From today's Reliable Putzes:

[Michael]HARRISON [Talkers magazine]: ... But what's really happening is special interest groups are trying to intimidate advertisers to take their money out of talk radio in general, whether it's satellite, Internet, or terrestrial, and that's the underlying cause of all of this. They are trying to create a moral equivalency between rape porn and political satire. And that's a dangerous, slippery slope. And that's the real story.

KURTZ: I agree that there should be a line there.

And go ahead, Michael Medved.

MEDVED: Well, I think that's exactly right. And the problem with all of this is that, again, listening to Howard Stern, he does a bit called "Miss Black Howard Stern". There is nakedly racist material on the Howard Stern show, and actually he's proud of it....

The difficulty with all of this is that we're all subject to an activist taking -- and this is what happened to Imus.
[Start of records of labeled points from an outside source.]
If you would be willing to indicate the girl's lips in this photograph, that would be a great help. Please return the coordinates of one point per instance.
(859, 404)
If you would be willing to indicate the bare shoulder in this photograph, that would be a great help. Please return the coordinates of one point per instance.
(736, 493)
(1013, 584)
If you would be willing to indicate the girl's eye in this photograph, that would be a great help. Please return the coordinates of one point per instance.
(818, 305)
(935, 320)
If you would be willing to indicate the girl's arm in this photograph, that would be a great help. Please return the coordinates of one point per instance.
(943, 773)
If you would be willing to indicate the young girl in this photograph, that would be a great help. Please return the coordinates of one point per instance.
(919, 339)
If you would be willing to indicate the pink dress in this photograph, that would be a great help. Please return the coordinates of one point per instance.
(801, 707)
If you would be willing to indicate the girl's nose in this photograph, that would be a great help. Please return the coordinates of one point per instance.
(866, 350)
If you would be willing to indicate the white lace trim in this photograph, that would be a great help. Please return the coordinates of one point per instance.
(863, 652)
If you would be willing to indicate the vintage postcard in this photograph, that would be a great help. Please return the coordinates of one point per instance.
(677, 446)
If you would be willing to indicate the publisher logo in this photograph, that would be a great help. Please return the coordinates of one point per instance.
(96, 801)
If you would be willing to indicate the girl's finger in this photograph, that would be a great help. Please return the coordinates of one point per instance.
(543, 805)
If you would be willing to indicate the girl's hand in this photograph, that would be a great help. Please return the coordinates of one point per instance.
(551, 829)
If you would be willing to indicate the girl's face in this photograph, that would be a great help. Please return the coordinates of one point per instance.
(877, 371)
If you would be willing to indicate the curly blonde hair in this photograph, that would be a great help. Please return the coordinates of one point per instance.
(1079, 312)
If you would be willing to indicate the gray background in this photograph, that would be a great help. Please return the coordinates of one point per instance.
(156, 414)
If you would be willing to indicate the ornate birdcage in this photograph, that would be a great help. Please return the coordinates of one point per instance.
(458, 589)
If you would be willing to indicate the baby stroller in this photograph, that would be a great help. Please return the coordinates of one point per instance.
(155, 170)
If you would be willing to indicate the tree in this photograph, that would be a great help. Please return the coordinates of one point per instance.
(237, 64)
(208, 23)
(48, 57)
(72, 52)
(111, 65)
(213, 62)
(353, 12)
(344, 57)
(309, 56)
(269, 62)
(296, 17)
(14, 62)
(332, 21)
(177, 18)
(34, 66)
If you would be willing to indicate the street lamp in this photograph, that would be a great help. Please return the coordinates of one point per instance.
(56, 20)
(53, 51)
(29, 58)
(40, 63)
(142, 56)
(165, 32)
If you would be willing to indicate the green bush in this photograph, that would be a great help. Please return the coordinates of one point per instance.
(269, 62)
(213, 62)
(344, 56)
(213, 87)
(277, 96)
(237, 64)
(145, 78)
They took not the most offensive part of the Imus show in its history, but just one of many, many components that clearly went over some lines of tastefulness.

KURTZ: Michael Medved, has any of your -- have any of your listeners ever complained about you to the FCC?

MEDVED: Yes. There's one listener who has complained about 70 times because I was critical of very public people who had children out of wedlock, and we did a segment called "Celebrity Bastard Baby".

And this was -- now, thank god the FCC hasn't taken action against me. But when you live in a climate when somebody -- one person can be offended and then make a cause out of it, and you don't know where it's coming at you or what's expected, this is very, very difficult. And it's paralyzing for the industry, and it's paralyzing even potentially for political free speech when there are politicians who are talking about imposing fairness doctrines and cutting off political discussion. That's very chilling.


KURTZ: Michael Harrison, you used the phrase "intimidation," that people are trying to intimidate advertisers. Now, Imus, by the way, through his lawyers, is trying to get back on the air either at CBS or elsewhere. But what you would call intimidation others might say is just people expressing their distaste or their revulsion...


HARRISON: Right, they are. But they are taking something that's in a narrow cast situation and, as Brooke pointed out, amplifying it over and over and over on the Internet, bringing it to a wider audience who are outraged by something that they didn't watch, nor was geared to them originally, which is going to take away diversity.

Everything is now going to -- we're going to go back to the "I love Lucy" days, where they have to have separate beds in the bedroom because the whole country is watching it, when, in fact, these are specialized channels, specialized stations. We're in a modern 2007, 21st century era, and this Internet amplification is turning everything into mass appeal by special interests that are purposefully doing that. And we have to keep our eye on that.

Utopia for Harrison and Medved is a world where they make a nice living from expressing their opinions and no one else gets to express theirs, particularly if that expression amounts to criticism of them. And in their reality, more speech is a threat to diversity.

Their real concern is that the great unwashed, with their crappy little home computers, will take away their perches of privilege. Or at least manage to talk back without interference from their call screeners.

Medved's whining about reinstatement of the Fairness Doctrine is particularly absurd, since it's government regulation in the first instance which doesn't simply place economic barriers to entry but absolute legal prohibitions to entry. As a result of federal licensing, Medved and his ilk are being subsidized by the citizenry and being protected from competition by licensing requirements. Syndicated hosts like Mikey Medved may have to compete with other wingnuts to sell their programs those who currently own the airwaves, but they shouldn't pretend terrestrial radio is anything like a free market or ideas, or of anything else.

And if Harrison and Medved don't like being revealed for the flatulent frauds they are, they can always bitch to my advertisers.